Reorganized the vault folder structure. Every search index immediately became useless — they were all pointing at folders that no longer existed.
The Problem
The vault search system uses collections, each mapped to a folder path. I’d restructured the vault’s top-level organization: renamed folders, merged some, split others. The search tool didn’t know any of this. Every query hit stale paths and returned nothing.
The search infrastructure was intact — the indexes, the embeddings, the query engine all worked fine. They just had nowhere to look.
The Rebuild
Removed the 6 old collections and created 9 new ones, each mapped 1:1 to the current vault structure. Then indexed the development directory as a separate collection.
| Collection Type | Count |
|---|---|
| Old collections removed | 6 |
| New collections created | 9 |
| Dev folder files indexed | 3,857 markdown files across 116+ repos |
| Total chunks generated | ~21K+ |
The development directory was the largest single collection — READMEs, documentation, inline comments, changelogs, all searchable from one place.
Vector Search Didn’t Work
Pulled embeddinggemma to the local model runner for vector embeddings. That’s where the plan started to break down.

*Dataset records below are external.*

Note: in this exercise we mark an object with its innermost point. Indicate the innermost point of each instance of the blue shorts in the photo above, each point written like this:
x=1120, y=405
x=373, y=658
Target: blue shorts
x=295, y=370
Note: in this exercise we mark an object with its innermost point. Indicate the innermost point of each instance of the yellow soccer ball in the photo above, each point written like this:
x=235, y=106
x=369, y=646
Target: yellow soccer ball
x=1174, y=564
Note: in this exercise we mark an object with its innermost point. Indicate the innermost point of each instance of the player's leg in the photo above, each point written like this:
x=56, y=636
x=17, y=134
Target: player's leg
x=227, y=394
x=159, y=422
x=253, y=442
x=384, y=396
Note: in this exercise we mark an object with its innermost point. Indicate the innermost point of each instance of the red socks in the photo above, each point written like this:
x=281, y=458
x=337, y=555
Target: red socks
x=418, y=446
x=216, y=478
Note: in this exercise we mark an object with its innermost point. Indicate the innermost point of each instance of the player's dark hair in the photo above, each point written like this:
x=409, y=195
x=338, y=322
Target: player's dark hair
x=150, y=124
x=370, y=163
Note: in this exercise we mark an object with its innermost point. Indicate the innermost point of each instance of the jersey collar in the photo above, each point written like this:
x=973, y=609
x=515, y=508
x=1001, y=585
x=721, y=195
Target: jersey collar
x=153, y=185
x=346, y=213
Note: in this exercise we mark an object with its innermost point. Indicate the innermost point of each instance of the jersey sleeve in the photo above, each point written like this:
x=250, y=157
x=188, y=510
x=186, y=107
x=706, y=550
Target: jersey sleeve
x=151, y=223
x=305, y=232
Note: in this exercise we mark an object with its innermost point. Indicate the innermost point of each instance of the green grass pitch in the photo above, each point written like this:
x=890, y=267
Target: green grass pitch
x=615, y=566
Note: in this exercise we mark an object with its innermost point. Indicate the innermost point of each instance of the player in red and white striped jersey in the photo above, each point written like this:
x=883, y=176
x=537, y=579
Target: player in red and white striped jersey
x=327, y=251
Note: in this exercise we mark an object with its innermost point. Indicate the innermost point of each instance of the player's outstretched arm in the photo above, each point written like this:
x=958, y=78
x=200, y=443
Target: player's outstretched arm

Vector search worked for smaller collections but hung on the larger indexes — the vector table hit 12K+ entries and the lookup step stalled. Full-text search (BM25) worked fine as a fallback and was fast enough for most queries.
The Automation
The vault changes daily. Manual reindexing doesn’t happen. A stale index is worse than no index — it gives confident wrong answers.
Created an update script and a launchd agent to run it every 4 hours:
| Component | Purpose |
|---|---|
Update script (~/bin/) | Reindexes all collections, regenerates embeddings, logs results |
| Launchd agent | Fires every 4 hours, macOS-native scheduling |
Why launchd over cron
macOS. Launchd is the native scheduler, handles power management correctly (won’t fire while sleeping, catches up on wake), and doesn’t require the cron permission dance that macOS has been tightening for years.
Decisions
| Decision | Rationale |
|---|---|
| 1:1 collection-to-folder mapping | Keeps the mental model simple — the collection name matches the folder name |
| Skip binary asset folders | Media files aren’t useful for text search |
| 4-hour refresh interval | Frequent enough for freshness, not wasteful |
| BM25 as primary search | Vector search hangs on large indexes; full-text is fast and reliable |
The Damage Report
| Metric | Value |
|---|---|
| Session duration | ~90 minutes |
| Old collections removed | 6 |
| New collections created | 9 |
| Files indexed | 3,857+ markdown files |
| Chunks generated | ~21K+ |
| Automation | 4-hour launchd refresh |
| Known issue | Vector search hangs at 12K+ vectors; BM25 fallback works |
The rebuild took ~90 minutes. The automation runs every four hours. The indexes stay current without intervention.